Facial Dermal Melanocytosis

Review Article

Austin J Dermatolog. 2014;1(2): 1006.

Facial Dermal Melanocytosis

Shinichi Watanabe*

Department of Dermatology, Teikyo University School of Medicine, Japan

*Corresponding author: Shinichi Watanabe, Department of Dermatology, Teikyo University School of Medicine, 11-1. Kaga-2, Itabashi, Tokyo 173-8605, Japan

Received: March 29, 2014; Accepted: April 28, 2014; Published: April 30, 2014


From the standpoint of age of onset, there is overlap between classical nevus of Ota and Hori’s or Sun’s nevus. The distribution of pigmentation is identical between nevus of Ota and Hori’s nevi, although mostly unilateral in nevus of Ota. The histology of Hori’s and Sun’s nevi is identical to nevus of Ota. These late-onset dermal melanocytoses appearing on the face can be treated by Q-switched lasers, as is the case with nevus of Ota. Therefore, these dermal melanocytoses are included in the same disorder, which we propose calling facial dermal melanocytosis (FDM). They are more common than infantile onset cases and are frequently observed in Asian countries. In our study of patients who complained of acquired hypermelanosis appearing on the face, 12.2% were diagnosed as FDM. If “dark rings under the eyes” is included in this category, the incidence of FDM is very high. Adult onset FDM is frequently and persistently confused with the other commonly acquired hypermelanosis, suchas melasma, ephelides, and solar lentigines. Misdiagnosis induces malpractice, because FDM can be treated easily by Q–switched lasers. Therefore, FDM signify differential diagnosis from the other acquired hypermelanosis.

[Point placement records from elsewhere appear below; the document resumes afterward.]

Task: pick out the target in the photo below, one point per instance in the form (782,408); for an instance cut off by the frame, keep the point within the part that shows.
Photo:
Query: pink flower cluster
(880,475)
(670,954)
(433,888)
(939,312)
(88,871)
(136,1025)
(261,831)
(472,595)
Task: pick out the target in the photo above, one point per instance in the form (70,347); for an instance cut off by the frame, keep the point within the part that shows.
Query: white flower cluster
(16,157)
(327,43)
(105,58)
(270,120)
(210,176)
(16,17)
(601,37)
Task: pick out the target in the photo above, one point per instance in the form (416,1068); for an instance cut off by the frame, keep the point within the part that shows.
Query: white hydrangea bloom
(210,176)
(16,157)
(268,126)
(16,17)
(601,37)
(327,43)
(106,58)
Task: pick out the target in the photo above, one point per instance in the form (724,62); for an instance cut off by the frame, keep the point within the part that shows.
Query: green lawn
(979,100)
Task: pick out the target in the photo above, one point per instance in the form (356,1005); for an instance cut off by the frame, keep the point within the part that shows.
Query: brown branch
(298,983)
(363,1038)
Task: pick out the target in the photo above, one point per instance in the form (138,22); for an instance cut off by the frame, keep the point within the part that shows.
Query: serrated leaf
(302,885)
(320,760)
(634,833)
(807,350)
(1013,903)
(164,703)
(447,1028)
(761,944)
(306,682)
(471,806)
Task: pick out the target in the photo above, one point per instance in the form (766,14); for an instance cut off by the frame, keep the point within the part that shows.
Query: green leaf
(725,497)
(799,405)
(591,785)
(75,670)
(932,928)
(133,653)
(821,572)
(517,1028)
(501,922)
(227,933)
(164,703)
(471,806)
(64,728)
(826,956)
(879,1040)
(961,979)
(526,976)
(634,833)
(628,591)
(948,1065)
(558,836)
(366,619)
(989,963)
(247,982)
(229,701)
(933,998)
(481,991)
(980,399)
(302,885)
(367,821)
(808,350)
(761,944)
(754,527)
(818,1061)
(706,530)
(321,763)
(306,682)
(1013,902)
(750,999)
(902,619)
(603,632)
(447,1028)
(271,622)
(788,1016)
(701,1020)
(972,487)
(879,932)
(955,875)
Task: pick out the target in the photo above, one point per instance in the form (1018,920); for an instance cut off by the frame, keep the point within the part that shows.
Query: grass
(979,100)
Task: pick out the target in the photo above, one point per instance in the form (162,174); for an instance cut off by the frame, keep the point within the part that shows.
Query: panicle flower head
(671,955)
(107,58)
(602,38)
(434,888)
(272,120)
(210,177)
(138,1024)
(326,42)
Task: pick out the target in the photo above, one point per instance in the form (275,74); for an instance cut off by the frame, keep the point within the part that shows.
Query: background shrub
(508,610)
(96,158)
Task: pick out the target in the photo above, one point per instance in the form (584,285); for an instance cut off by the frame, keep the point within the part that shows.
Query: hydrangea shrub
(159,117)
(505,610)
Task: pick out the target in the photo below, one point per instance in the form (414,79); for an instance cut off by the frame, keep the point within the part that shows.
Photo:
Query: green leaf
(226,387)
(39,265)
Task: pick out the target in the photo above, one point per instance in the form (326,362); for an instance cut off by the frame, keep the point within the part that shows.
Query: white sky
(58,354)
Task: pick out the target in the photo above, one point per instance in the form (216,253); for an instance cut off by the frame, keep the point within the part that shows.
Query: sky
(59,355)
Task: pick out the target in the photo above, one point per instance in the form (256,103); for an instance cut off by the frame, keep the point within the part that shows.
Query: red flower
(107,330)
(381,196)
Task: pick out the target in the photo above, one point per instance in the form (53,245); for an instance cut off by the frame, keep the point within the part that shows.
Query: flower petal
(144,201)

Keywords: Facial; Melanocytosis


FDM: Facial Dermal Melanocytosis


Disorders of melanin pigmentation can be divided on morphological grounds into two types. The first is hypermelanosis, where there is an increased amount of melanin in the skin. The second type is hypomelanosis, where there is a lack of pigment in the skin. Furthermore, hypermelanosis can be divided on histological grounds into epidermal hypermelanosis, dermal hypermelanosis, and mixed epidermal and dermal hypermelanosis. Histological features of dermal hypermelanosis include pigment incontinence with accumulation of melanophages and increased melanin in dermal melanocytes. The dermal hypermelanois due to the presence of melanin–producing dendritic melanocytes that lie in the dermis is named dermal melanocytosis, which includes nevus of Ota, nevus of Ito, Mongolian spots.

Pigmentary disorders appearing on the face, even if they are benign, frequently cause cosmetic and psychological problems to many people, especially women and can lead to the appearance of increased facial aging. These are perceived by some to be an inevitable outward sign of the aging process. However, it is felt by others to be an event that should be delayed or prevented if possible. These facial pigmentations include solar lentigines, pigmented seborrheic keratoses, melasma, nevus of Ota, and facial hypermelanosis fromother causes.